From: Julian Bradfield (jcb+unicode@inf.ed.ac.uk)
Date: Sat Aug 15 2009 - 10:24:50 CDT
Let me play partly devil's advocate to both Michael and Asmus!
On 2009-08-15, Michael Everson <everson@evertype.com> wrote:
> well, modern. But even in the 1949 Principles of the International
> Phonetic Association it was quite clear that the borrowings from other
> alphabets into the IPA were intended to be *naturalizations*, not just
> temporary visiting.
Agreed. However, the IPA has been backsliding on this. The letter chi
is, unsurprisingly, a problem. If you look at the current IPA chart,
you will see chi printed with a plain (upright) Greek chi.
> "The non-roman letters of the International Phonetic Alphabet have
> been designed as far as possible to harmonise well with the roman
> letters. The Association does not recognise makeshift letters; it
> recognises only letters which have been carefully cut so as to be in
> harmony with the other letters.[...]"
Chi never did fit. In the "extended x" version used in previous IPA
publications, it was romanized by having straight lines with serifs,
but they retained the stroke weight of the Greek chi: light on the
rightwards stroke, heavy on the leftwards stroke, which of course does
not harmonize with roman letters derived from the broad-nib pen
tradition. (Somewhere I still have the (actual) carbon of a letter I
wrote to the IPA in around 1980 suggesting they reverse the stroke
weights! I don't think they took any notice.)

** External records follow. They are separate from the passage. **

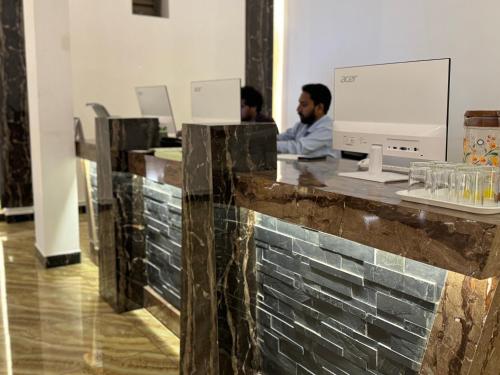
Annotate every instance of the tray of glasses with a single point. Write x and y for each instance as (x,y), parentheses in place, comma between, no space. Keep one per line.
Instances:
(421,196)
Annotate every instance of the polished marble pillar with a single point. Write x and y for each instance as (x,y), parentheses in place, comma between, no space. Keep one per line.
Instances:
(120,207)
(259,48)
(15,159)
(218,282)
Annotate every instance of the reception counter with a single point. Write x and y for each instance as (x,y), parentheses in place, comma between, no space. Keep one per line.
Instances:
(287,268)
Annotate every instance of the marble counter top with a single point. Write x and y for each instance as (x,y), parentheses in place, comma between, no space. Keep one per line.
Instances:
(313,195)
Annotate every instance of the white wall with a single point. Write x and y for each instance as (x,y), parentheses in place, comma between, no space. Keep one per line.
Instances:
(113,51)
(51,135)
(324,34)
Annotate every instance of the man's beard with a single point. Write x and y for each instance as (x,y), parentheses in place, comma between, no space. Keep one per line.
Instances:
(308,120)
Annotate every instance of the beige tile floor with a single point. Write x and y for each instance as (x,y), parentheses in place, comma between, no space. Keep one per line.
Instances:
(53,321)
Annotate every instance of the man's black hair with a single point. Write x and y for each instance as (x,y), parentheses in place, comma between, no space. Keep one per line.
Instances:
(320,94)
(252,97)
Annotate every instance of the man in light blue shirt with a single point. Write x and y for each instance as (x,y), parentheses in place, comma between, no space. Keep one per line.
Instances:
(311,136)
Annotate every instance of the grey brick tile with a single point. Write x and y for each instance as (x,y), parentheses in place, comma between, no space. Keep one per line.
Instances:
(312,251)
(268,222)
(395,329)
(346,247)
(354,350)
(388,260)
(353,266)
(327,270)
(406,284)
(298,231)
(273,238)
(404,310)
(398,358)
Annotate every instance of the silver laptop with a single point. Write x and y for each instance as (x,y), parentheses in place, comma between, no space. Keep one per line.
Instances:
(155,102)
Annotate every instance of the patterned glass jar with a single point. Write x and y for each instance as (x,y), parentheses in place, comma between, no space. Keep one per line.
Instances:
(482,137)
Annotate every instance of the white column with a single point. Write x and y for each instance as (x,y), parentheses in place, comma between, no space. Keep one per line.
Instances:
(48,63)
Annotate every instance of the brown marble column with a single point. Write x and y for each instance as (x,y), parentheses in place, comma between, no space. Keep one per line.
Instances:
(259,49)
(15,159)
(465,337)
(218,333)
(122,274)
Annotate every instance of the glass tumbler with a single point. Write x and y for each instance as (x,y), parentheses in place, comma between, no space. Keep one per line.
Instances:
(468,185)
(420,178)
(443,180)
(489,182)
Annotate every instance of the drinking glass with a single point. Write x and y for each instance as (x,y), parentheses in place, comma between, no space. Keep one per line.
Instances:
(420,178)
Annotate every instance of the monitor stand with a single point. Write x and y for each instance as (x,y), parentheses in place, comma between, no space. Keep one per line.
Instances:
(375,172)
(377,177)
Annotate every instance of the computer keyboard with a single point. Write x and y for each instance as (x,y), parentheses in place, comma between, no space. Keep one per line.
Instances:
(395,169)
(363,166)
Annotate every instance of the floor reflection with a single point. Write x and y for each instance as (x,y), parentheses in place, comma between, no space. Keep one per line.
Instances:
(53,322)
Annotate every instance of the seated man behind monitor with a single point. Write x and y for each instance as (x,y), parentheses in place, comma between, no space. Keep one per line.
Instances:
(251,106)
(311,136)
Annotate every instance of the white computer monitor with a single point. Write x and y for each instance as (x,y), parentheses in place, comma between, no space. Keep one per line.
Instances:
(216,101)
(403,107)
(154,101)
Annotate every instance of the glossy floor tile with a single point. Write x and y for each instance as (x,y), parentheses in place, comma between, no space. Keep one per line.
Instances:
(53,321)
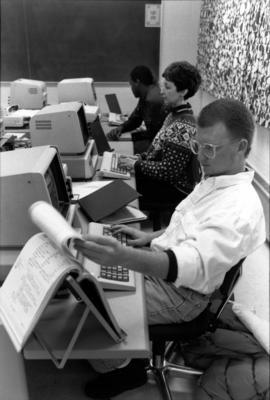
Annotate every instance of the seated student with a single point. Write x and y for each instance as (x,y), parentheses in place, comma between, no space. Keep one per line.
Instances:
(150,109)
(164,171)
(218,224)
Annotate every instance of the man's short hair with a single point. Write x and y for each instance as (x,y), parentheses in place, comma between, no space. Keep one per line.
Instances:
(184,76)
(234,115)
(143,74)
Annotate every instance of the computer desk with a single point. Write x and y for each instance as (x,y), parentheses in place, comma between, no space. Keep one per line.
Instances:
(93,341)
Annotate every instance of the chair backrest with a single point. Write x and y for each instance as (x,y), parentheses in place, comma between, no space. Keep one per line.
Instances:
(225,292)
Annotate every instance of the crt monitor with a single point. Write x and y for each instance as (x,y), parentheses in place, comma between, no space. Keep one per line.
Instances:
(28,175)
(63,125)
(28,94)
(77,89)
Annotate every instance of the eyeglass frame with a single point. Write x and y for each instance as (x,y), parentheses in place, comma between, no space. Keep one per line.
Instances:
(213,147)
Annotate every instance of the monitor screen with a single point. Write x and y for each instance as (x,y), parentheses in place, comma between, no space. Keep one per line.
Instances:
(77,89)
(83,125)
(62,125)
(26,176)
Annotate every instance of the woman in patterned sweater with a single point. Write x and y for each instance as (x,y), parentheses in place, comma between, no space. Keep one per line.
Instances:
(163,172)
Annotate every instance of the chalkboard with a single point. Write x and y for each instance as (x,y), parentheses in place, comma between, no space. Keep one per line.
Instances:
(55,39)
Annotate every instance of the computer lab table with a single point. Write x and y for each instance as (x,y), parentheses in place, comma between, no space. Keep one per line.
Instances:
(93,341)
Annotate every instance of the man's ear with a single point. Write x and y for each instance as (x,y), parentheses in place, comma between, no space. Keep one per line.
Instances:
(243,145)
(183,92)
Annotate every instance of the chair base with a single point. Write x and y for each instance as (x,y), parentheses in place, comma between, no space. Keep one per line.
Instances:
(160,368)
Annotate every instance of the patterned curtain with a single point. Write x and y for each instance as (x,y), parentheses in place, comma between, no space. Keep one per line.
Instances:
(234,52)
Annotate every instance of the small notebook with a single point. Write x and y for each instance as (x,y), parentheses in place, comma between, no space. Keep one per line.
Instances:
(107,200)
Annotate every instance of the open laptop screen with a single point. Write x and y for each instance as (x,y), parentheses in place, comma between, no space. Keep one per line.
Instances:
(113,103)
(99,137)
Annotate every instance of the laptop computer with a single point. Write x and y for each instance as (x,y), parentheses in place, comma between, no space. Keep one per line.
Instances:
(108,199)
(113,103)
(116,117)
(109,165)
(97,132)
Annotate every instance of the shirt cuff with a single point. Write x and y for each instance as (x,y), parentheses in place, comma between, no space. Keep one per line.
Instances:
(173,267)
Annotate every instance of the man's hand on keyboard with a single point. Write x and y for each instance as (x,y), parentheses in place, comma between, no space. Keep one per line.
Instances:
(102,250)
(115,133)
(135,238)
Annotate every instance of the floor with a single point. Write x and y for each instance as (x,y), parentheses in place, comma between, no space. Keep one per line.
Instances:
(48,383)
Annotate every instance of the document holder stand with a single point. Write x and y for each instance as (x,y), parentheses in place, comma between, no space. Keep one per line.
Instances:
(76,312)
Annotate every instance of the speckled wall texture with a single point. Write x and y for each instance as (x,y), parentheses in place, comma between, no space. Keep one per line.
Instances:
(234,52)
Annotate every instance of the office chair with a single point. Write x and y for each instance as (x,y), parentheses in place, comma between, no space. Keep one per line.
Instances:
(156,207)
(176,334)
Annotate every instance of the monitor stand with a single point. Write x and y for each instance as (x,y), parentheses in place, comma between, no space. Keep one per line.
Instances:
(82,166)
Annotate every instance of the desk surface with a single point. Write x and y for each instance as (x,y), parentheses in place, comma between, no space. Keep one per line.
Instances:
(94,342)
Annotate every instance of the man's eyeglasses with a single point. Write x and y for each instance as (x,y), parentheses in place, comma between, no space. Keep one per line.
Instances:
(209,150)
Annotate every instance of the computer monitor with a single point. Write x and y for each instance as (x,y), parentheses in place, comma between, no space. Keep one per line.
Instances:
(63,125)
(113,103)
(26,176)
(28,94)
(77,89)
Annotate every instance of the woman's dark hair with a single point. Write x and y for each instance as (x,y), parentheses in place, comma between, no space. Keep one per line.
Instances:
(184,76)
(233,114)
(143,74)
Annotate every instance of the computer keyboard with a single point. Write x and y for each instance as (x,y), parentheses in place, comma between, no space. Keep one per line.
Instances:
(113,277)
(116,119)
(110,166)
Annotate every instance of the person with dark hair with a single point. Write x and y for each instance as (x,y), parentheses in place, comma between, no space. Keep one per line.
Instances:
(217,225)
(167,163)
(150,109)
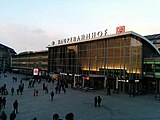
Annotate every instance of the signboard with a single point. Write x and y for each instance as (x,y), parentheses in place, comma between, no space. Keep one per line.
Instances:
(120,29)
(82,37)
(35,71)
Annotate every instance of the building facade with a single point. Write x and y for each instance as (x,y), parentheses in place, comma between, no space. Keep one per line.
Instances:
(25,62)
(5,57)
(113,60)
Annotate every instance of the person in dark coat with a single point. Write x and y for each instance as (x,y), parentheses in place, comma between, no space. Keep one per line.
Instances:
(12,115)
(15,106)
(52,95)
(108,91)
(56,117)
(3,116)
(99,101)
(95,101)
(4,102)
(12,90)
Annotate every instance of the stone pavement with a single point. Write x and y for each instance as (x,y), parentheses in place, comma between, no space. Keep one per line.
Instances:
(114,107)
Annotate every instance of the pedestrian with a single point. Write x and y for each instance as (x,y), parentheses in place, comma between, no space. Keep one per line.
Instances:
(56,117)
(95,101)
(69,116)
(15,106)
(3,116)
(52,95)
(17,91)
(108,91)
(56,88)
(46,89)
(12,115)
(12,90)
(0,103)
(36,92)
(99,101)
(44,86)
(35,118)
(4,102)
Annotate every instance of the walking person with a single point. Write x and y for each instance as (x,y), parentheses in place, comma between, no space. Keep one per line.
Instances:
(95,101)
(99,101)
(15,106)
(12,90)
(3,116)
(12,115)
(108,91)
(69,116)
(52,95)
(56,117)
(4,102)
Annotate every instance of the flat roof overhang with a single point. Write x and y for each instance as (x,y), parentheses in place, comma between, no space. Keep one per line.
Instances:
(144,40)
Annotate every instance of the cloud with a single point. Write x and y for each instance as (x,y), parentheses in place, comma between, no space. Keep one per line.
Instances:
(24,37)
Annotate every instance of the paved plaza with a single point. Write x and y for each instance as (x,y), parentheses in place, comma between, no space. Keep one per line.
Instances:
(115,107)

The same problem arises with all the "reversed" letters.
> As of Unicode 5.1, we have Latin delta ẟ at 1E9F.
I didn't know that! That adds another precedent.
> We don't really have that luxury in the "real" world of text, where
> plain language text (even in Greek!) and IPA transcriptions co-exist.

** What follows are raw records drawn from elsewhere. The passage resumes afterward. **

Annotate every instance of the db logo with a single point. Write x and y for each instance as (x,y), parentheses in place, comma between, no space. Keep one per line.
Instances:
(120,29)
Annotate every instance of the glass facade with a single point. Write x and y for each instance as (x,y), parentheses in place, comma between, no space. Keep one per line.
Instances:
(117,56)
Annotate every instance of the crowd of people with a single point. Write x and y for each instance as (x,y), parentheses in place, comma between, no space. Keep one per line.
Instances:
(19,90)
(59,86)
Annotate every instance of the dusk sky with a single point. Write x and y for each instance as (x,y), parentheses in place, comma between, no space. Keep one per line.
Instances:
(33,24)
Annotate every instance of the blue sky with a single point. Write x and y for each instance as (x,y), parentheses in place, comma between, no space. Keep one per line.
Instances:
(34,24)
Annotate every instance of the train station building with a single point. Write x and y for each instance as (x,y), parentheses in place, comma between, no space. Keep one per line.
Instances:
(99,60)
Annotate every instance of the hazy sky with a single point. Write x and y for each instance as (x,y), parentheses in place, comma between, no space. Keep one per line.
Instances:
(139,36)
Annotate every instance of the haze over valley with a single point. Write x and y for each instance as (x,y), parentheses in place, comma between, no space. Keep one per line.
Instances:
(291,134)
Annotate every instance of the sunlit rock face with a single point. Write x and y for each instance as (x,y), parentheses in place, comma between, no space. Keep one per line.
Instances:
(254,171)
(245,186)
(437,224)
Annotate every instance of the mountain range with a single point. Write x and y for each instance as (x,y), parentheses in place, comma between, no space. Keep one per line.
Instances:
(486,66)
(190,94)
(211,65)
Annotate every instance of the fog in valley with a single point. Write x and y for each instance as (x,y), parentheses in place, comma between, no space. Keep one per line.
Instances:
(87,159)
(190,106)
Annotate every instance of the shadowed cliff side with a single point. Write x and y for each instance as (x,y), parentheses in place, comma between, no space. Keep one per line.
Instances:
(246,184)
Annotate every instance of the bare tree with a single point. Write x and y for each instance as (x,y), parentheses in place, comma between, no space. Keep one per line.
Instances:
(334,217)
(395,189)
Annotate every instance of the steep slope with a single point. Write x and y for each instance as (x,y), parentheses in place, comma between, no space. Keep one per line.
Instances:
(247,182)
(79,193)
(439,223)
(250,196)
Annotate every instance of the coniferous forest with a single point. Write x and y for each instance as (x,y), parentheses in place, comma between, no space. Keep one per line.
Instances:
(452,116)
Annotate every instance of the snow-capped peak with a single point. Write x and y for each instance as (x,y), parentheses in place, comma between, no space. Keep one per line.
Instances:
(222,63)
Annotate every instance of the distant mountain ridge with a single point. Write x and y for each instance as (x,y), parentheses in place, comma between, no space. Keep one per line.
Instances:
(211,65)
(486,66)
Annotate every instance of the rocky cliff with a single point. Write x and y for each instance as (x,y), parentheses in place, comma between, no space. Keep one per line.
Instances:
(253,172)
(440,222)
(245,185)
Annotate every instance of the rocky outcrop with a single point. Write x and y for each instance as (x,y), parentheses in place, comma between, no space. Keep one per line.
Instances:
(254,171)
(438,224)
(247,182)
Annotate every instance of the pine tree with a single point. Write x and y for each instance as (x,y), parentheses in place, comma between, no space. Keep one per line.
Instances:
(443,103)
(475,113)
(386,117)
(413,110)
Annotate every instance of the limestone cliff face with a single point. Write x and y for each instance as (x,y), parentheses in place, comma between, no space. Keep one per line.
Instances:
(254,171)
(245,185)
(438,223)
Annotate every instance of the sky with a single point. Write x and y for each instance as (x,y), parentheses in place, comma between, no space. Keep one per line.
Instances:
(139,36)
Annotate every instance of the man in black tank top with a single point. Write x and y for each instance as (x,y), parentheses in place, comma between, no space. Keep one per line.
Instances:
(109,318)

> I'm typesetting a book now in Baskerville, and I'm using Baskerville
> IPA and Baskerville Greek in it. I'm glad I don't have to use IPA beta
> because the Baskerville Greek beta is not correct. It's vertical. But
If you're typesetting, you're using fonts, not plain text.
> it's been designed for the other Greek letters, not for Latin. The
> Greek theta could pass for the Latin, but the weight of the Greek chi
> is exactly the reverse of the expected weight for the Latin chi: in
> Latin the thick leg should be the northeast-southwest leg, but it is
> the reverse for the Greek.
That's because Baskerville Greek has *really* been "cut" to harmonize
with the roman, whereas the old IPA chi wasn't. Nobody could "expect"
a Latin letter to have a heavy leftwards stroke unless they had been
previously corrupted by the IPA.
> Indeed, the IPA chi is different from the long x used in Germanicist
> dialectology; I should not name the character in http://std.dkuug.dk/jtc1/sc2/wg2/docs/n3555.pdf
> chi -- it is a stretched x, because its northwest-southeast leg is
> thick, the opposite of what the IPA Handbook and Abercrombie specify.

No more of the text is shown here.